Supersymmetry of AdS and flat IIB backgrounds

TL;DR

This paper systematically classifies supersymmetric IIB supergravity backgrounds with warped AdS and flat spacetime factors, establishing relations between geometry, fluxes, and preserved supersymmetries, and deriving new mathematical theorems connecting Killing spinors to Dirac operators.

Contribution

It provides a comprehensive classification of supersymmetric warped AdS and flat IIB backgrounds, including explicit supersymmetry counts and new Lichnerowicz-type theorems linking Killing spinors to Dirac zero modes.

Findings

AdS backgrounds preserve N=2^{[n/2]} k for n≤4 and N=2^{[n/2]+1} k for 4<n≤6 supersymmetries.

Flat backgrounds preserve N=2^{[n/2]} k for 2<n≤4 and N=2^{[(n+1)/2]} k for 4<n≤7 supersymmetries.

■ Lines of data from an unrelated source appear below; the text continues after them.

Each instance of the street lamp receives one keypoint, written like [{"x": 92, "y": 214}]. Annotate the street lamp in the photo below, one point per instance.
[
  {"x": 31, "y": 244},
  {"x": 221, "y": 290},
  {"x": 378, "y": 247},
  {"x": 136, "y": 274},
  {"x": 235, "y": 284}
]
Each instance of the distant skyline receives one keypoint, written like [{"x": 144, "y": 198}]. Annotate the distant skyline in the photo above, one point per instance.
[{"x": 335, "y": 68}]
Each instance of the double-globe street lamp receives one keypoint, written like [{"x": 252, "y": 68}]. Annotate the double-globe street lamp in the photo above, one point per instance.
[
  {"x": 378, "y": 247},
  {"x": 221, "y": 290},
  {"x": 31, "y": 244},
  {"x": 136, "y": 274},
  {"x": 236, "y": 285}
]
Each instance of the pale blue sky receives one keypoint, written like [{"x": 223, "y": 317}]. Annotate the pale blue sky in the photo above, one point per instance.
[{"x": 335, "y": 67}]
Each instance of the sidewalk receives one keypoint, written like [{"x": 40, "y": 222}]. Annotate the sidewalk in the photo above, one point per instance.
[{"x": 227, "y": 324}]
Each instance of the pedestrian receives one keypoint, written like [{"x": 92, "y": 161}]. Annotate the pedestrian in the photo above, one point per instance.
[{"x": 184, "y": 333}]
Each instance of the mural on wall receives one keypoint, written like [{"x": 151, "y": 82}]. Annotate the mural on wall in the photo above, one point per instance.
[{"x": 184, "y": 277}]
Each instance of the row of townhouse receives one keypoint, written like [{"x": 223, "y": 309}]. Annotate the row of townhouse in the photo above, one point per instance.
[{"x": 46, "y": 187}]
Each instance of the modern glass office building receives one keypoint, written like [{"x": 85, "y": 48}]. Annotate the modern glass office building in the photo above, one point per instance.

Killing spinors do not factorize into AdS and internal space components.

Abstract

We present a systematic description of all warped $AdS_n\times_w M^{10-n}$ and ${\mathbb{R}}^{n-1,1}\times_w M^{10-n}$ IIB backgrounds and identify the a priori number of supersymmetries $N$ preserved by these solutions. In particular, we find that the $AdS_n$ backgrounds preserve $N=2^{[{n\over2}]} k$ for $n\leq 4$ and $N=2^{[{n\over2}]+1} k$ for $4<n\leq 6$ supersymmetries and for $k\in {\mathbb{N}}_{+}$ suitably restricted. In addition under some assumptions required for the applicability of the maximum principle, we demonstrate that the Killing spinors of $AdS_n$ backgrounds can be identified with the zero modes of Dirac-like operators on $M^{10-n}$ establishing a new class of Lichnerowicz type theorems. Furthermore, we adapt some of these results to ${\mathbb{R}}^{n-1,1}\times_w M^{10-n}$ backgrounds with fluxes by taking the AdS radius to infinity. We find that these backgrounds preserve $N=2^{[{n\over2}]} k$ for $2<n\leq 4$ and $N=2^{[{n+1\over2}]} k$ for $4<n\leq 7$ supersymmetries. We also demonstrate that the Killing spinors of $AdS_n\times_w M^{10-n}$ do not factorize into Killing spinors on $AdS_n$ and Killing spinors on $M^{10-n}$.